O problema é que a relação não é vista de lá com a mesma ótica daqui. Bolsonaro acredita que Trump é seu amigo fiel. Mas Donald Trump enxerga Bolsonaro apenas como seu fã, um groupie que o segue como se seguisse uma banda de rock. É meio deprimente, mas é a realidade.
Trump com barba
Para completar, Trump andou elogiando o sistema biométrico das urnas eletrônicas brasileiras e, além de ter destinado as menores taxas de comércio para o Brasil comandado por Lula, ainda tem tomado caminhos muito parecidos com os do presidente brasileiro.

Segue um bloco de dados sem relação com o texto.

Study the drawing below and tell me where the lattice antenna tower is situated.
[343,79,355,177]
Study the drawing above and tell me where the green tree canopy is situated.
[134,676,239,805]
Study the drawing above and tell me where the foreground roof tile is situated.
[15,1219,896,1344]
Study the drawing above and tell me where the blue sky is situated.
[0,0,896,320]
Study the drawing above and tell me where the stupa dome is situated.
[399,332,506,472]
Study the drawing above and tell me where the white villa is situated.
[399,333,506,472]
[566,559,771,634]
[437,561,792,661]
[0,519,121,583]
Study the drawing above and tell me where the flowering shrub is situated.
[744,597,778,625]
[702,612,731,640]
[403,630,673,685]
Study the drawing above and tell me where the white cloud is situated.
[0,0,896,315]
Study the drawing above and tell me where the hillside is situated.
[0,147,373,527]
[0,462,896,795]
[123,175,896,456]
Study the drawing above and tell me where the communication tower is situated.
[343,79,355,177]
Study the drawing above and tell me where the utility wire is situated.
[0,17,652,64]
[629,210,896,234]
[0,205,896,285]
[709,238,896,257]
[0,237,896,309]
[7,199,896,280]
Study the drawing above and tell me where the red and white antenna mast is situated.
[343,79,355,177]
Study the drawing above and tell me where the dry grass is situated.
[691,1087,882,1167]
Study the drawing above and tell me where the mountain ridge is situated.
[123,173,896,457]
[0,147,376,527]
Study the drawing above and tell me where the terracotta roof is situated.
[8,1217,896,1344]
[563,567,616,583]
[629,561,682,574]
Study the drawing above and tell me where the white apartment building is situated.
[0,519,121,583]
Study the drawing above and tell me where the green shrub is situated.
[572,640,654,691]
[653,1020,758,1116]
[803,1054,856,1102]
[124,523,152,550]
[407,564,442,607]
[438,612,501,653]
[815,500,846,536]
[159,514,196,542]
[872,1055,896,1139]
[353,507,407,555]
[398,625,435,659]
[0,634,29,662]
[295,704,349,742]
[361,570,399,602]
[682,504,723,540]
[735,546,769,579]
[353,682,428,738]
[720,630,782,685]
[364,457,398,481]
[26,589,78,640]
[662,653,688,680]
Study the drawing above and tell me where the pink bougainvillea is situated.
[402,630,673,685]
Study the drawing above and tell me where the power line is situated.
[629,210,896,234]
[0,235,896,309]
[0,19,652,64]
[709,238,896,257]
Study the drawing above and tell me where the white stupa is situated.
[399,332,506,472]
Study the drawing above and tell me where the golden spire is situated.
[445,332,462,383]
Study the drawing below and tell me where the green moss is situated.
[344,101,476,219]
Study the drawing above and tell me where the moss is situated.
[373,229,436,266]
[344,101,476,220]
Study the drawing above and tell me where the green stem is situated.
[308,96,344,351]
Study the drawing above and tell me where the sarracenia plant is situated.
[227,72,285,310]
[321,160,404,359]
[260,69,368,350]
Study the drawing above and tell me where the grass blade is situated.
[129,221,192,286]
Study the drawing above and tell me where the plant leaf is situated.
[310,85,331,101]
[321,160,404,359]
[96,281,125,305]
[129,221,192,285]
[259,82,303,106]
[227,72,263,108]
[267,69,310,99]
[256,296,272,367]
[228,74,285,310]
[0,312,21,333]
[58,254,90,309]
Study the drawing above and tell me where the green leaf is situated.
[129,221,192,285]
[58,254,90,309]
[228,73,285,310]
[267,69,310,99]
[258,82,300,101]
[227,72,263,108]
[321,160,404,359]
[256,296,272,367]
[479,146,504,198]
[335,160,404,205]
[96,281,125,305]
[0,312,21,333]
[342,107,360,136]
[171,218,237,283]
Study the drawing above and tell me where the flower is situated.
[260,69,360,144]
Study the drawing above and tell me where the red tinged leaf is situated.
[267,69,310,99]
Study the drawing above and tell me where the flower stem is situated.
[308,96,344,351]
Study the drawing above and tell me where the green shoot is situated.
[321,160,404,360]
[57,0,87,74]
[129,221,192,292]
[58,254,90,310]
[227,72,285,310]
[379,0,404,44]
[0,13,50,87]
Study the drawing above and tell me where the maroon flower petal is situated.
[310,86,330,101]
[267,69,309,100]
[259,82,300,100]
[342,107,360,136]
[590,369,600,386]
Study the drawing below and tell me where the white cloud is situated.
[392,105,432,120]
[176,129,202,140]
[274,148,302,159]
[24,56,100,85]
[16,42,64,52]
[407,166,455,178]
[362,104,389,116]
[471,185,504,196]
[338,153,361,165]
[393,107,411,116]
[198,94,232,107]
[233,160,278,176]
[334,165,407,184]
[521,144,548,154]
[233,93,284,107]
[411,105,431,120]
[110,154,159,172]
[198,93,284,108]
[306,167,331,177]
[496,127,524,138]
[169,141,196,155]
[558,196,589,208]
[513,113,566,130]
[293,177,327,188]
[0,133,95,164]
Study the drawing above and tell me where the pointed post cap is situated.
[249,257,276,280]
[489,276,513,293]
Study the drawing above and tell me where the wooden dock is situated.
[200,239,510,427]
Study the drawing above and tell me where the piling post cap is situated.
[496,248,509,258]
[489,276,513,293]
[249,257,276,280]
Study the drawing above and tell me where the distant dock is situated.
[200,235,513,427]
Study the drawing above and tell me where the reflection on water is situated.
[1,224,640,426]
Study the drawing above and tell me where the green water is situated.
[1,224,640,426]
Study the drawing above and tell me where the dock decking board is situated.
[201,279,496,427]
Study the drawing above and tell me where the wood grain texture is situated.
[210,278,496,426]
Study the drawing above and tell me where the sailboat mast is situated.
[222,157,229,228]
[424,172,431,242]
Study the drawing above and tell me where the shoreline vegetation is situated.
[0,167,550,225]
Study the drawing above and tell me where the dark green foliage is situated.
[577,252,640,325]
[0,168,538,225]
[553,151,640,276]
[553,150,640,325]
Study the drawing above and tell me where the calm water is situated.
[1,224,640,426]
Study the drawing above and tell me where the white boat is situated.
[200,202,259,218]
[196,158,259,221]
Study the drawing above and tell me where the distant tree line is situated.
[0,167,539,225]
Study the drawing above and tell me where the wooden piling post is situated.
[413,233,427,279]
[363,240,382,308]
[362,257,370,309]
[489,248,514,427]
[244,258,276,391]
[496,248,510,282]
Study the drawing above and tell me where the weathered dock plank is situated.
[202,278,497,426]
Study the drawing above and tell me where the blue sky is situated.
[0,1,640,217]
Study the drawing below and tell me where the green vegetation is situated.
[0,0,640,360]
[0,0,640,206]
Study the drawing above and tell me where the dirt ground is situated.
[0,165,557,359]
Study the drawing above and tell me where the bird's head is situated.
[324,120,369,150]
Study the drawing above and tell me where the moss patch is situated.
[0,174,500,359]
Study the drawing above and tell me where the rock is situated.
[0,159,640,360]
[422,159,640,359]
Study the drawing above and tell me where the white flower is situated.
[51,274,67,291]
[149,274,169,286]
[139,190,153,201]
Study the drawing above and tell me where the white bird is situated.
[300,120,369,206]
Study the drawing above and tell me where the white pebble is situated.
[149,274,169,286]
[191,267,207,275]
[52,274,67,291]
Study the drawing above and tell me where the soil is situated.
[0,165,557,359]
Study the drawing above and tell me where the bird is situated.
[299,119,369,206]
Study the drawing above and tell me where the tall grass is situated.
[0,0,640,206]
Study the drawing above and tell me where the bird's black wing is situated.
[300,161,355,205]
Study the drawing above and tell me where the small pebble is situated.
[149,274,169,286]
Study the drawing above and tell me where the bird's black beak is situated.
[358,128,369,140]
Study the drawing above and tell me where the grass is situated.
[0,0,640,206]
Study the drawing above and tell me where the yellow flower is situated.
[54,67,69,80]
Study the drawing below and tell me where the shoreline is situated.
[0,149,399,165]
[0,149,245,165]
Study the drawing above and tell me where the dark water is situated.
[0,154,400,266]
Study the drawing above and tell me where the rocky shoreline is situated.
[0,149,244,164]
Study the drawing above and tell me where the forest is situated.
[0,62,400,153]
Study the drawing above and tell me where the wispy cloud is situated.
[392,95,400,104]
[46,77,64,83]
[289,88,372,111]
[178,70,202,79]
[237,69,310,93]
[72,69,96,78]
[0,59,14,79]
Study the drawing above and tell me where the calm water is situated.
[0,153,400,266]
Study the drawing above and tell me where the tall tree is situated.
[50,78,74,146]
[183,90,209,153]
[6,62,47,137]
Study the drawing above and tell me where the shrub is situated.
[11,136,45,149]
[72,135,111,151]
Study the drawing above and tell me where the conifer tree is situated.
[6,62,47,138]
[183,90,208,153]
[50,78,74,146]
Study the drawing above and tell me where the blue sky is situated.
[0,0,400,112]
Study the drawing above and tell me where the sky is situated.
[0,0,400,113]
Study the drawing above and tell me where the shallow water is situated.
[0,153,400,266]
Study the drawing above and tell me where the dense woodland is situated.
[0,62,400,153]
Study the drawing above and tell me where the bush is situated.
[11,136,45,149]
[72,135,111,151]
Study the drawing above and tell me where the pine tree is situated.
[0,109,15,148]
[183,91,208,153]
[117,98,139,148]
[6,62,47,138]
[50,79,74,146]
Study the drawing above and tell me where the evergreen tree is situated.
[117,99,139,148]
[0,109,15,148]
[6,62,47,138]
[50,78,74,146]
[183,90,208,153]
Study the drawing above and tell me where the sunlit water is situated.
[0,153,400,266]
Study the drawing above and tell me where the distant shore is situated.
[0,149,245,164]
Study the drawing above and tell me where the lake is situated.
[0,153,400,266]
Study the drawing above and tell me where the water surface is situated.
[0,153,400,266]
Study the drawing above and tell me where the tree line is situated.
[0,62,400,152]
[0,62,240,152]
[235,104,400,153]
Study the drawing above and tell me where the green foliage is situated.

O que será que pensa Bolsonaro, depois de tanto ter criticado o PT pela campanha difamatória que os petistas realizaram contra o ex-presidente do Banco Central Roberto Campos Neto, ao ver agora Trump fazendo discursos quase idênticos aos de Lula para atacar o presidente do FED, o banco central americano, Jerome Powell?
Há quem diga que Trump anda meio barbudo e Lula está meio alaranjado nos últimos dias. E seja lá o que Eduardo Bolsonaro (PL) estiver fazendo nos EUA, depois de ter se licenciado da Câmara e se autodeclarado exilado político, não está funcionando.